Bana şaşkınlıkla bakıp sinirle "Sen ne arsız, utanmaz, terbiyesiz adamsın?" diye kızıp eliyle vücudumu işaret etti.
"Hem üstü çıplak gez hem bana haklıymış gibi laf söyle hem de hiçbir şey olmamış gibi konuş!" demesiyle üstüme baktığımda gerçekten de çıplaktım. Elimle göğsümü örtüp "Sapık var!" diyerek bağırdım.
Kadın bana şaşkınlıkla bakarken "Utanmıyor musunuz beni izlemeye!?" diye kızıp dikkatini dağıtmaya çalıştım.
Kadın şaşkınlıktan ağzını aralayamazken "Sedef!" diye bağırsam da Sedef'in beni duyduğundan şüpheliydim.
Bakışlarım kadını bulduğumda bana deli görmüş gibi bakmaya başladığını fark ettim.
"Bir gece böyle kal aklın başına gelsin!" diyen Sedef'le başımı kaldırdığımda elindeki kovayı aşağıya doğru döküp beni sırılsıklam etti.
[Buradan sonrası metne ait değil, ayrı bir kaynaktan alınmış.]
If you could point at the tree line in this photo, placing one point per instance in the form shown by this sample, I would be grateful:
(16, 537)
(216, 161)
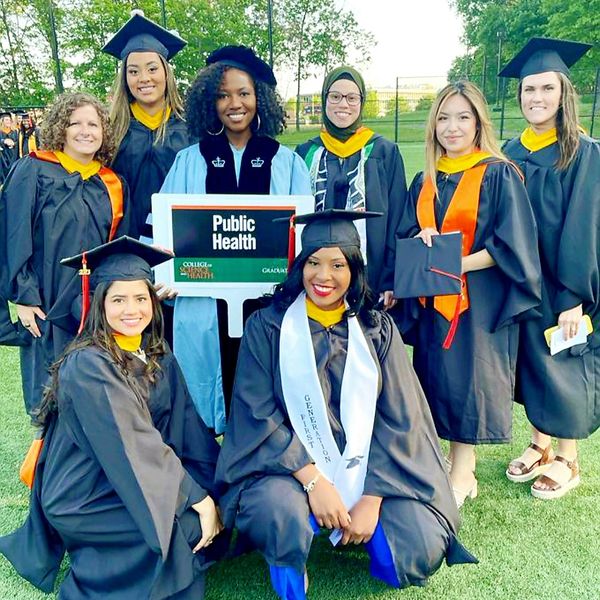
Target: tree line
(49, 44)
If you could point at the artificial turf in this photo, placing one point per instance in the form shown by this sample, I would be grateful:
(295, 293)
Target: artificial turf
(528, 549)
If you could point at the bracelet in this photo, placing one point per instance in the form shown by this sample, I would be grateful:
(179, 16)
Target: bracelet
(310, 486)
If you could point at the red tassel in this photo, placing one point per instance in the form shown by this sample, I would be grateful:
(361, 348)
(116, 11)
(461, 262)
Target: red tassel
(453, 325)
(85, 289)
(292, 242)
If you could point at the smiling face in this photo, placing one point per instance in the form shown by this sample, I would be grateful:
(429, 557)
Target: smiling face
(326, 278)
(342, 115)
(540, 100)
(147, 80)
(83, 136)
(128, 307)
(456, 126)
(236, 105)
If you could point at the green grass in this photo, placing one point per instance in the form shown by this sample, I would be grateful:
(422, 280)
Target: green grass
(528, 549)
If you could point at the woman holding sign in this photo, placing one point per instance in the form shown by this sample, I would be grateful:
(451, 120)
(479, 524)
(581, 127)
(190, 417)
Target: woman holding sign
(465, 346)
(234, 110)
(561, 392)
(328, 415)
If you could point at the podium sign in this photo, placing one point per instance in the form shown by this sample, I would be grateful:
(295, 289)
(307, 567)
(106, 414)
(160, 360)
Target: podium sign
(226, 246)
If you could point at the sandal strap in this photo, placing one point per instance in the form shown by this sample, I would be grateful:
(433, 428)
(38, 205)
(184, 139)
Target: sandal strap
(571, 464)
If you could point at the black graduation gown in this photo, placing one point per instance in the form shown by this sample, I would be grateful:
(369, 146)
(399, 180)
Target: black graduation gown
(123, 461)
(470, 386)
(7, 155)
(561, 393)
(261, 451)
(144, 166)
(47, 214)
(385, 191)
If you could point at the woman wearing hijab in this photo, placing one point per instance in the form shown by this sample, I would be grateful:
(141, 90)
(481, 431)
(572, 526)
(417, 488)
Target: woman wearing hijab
(561, 392)
(124, 478)
(55, 203)
(328, 415)
(353, 168)
(146, 112)
(235, 112)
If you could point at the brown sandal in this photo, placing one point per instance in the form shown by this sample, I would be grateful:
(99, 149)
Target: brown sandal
(536, 469)
(555, 489)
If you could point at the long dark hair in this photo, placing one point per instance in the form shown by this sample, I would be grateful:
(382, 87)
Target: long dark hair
(359, 296)
(97, 332)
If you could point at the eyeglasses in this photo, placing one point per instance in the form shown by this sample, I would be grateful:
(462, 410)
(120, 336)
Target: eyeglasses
(352, 99)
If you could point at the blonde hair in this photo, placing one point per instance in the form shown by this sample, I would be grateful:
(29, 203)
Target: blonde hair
(121, 99)
(485, 138)
(567, 121)
(56, 121)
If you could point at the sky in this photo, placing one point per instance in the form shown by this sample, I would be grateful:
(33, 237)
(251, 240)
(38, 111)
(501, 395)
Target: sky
(415, 38)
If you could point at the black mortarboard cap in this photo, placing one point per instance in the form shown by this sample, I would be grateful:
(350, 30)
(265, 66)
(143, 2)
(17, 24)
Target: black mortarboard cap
(140, 34)
(123, 259)
(540, 55)
(244, 58)
(331, 228)
(428, 271)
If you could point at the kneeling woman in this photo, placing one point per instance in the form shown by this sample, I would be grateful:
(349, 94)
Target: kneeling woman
(127, 466)
(327, 413)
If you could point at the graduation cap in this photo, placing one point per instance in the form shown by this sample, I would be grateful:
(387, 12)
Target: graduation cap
(140, 34)
(123, 259)
(331, 228)
(540, 55)
(423, 271)
(244, 58)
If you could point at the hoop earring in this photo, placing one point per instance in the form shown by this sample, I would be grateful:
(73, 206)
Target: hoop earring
(218, 132)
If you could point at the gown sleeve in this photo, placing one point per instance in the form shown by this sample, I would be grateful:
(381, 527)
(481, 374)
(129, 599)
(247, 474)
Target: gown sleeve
(396, 200)
(405, 459)
(259, 439)
(579, 244)
(513, 246)
(19, 194)
(144, 471)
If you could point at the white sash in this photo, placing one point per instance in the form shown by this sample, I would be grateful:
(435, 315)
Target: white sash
(307, 408)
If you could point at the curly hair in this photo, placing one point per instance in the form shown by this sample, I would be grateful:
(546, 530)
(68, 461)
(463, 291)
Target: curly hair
(360, 298)
(201, 112)
(55, 124)
(98, 333)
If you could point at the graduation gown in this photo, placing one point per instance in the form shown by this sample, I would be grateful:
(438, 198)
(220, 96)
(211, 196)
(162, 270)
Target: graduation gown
(47, 214)
(144, 165)
(405, 466)
(196, 327)
(7, 155)
(470, 386)
(385, 191)
(561, 393)
(123, 461)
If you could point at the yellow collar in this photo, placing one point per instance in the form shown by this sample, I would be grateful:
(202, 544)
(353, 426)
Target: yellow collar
(352, 145)
(71, 165)
(150, 121)
(129, 343)
(461, 163)
(327, 318)
(534, 142)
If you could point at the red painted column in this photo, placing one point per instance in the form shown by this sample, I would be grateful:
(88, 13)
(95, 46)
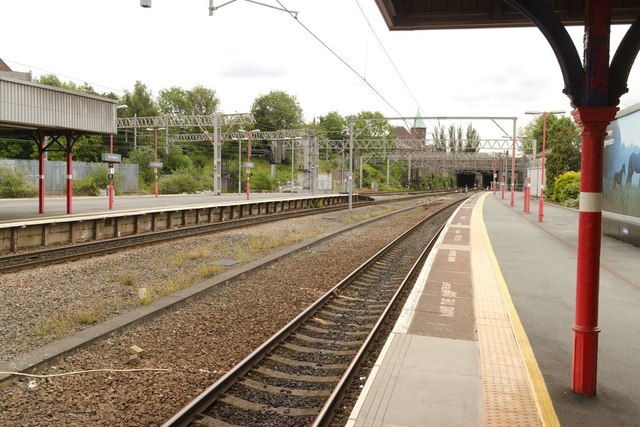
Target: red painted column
(503, 168)
(495, 176)
(594, 121)
(593, 116)
(41, 151)
(513, 173)
(69, 175)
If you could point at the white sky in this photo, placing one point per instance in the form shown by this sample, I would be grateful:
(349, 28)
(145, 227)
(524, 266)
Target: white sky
(246, 50)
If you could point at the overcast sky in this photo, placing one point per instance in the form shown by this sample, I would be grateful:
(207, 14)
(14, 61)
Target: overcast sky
(246, 50)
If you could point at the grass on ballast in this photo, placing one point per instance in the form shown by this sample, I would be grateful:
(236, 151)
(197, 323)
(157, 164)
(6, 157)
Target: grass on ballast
(60, 322)
(354, 217)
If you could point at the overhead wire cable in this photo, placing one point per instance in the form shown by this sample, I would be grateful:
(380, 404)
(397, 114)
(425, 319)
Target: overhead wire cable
(388, 56)
(339, 58)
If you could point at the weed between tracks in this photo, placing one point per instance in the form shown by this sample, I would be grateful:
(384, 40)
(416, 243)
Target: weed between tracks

Soğuk suyun verdiği korku dolu temasla "Anne!!!" diye bağırdığımda Sedef gülerek "Geber inşallah!" dedi.
Ardından kovayı fırlatsa da şans bu sefer bana gülüp kova merdivenle buluştu.
Sedef "Gidip başka bir şey getireyim!" demesiyle korkuyla bana şaşkınlıkla bakan teyzeye baktım.
"Teyze bana yardım et. Bana telefonu ver!" dedim can havliyle.
Kadın bana donmuş bir şekilde bakmaya devam ederken kolundan tuttum. Merdiven altına geçip gözden kayboldum.
"Gelirse gitti dersin!" diye uyarıp elindeki telefonu izinsizce alarak Fatih'i aradım. Telefon uzun uzun çalsa da sonuç alamayınca tekrar aradım ama yok! Aklıma annem gelince onu aradım ama o da açmadı.
"Acaba hepiniz aynı anda hangi deliğe girdiniz!?" diye sinirle söylendiğimde Sedef'in sesini duydum.
"Gitti mi?" diye kızgınlıkla soluyunca teyzeyi öne ittim. Teyze bir bana bir de yukardaki Sedef'e bakıp dururken Sedef "Hamiyet teyze, az önce yanında duran cibilliyetsiz adam nerede?" diye sordu.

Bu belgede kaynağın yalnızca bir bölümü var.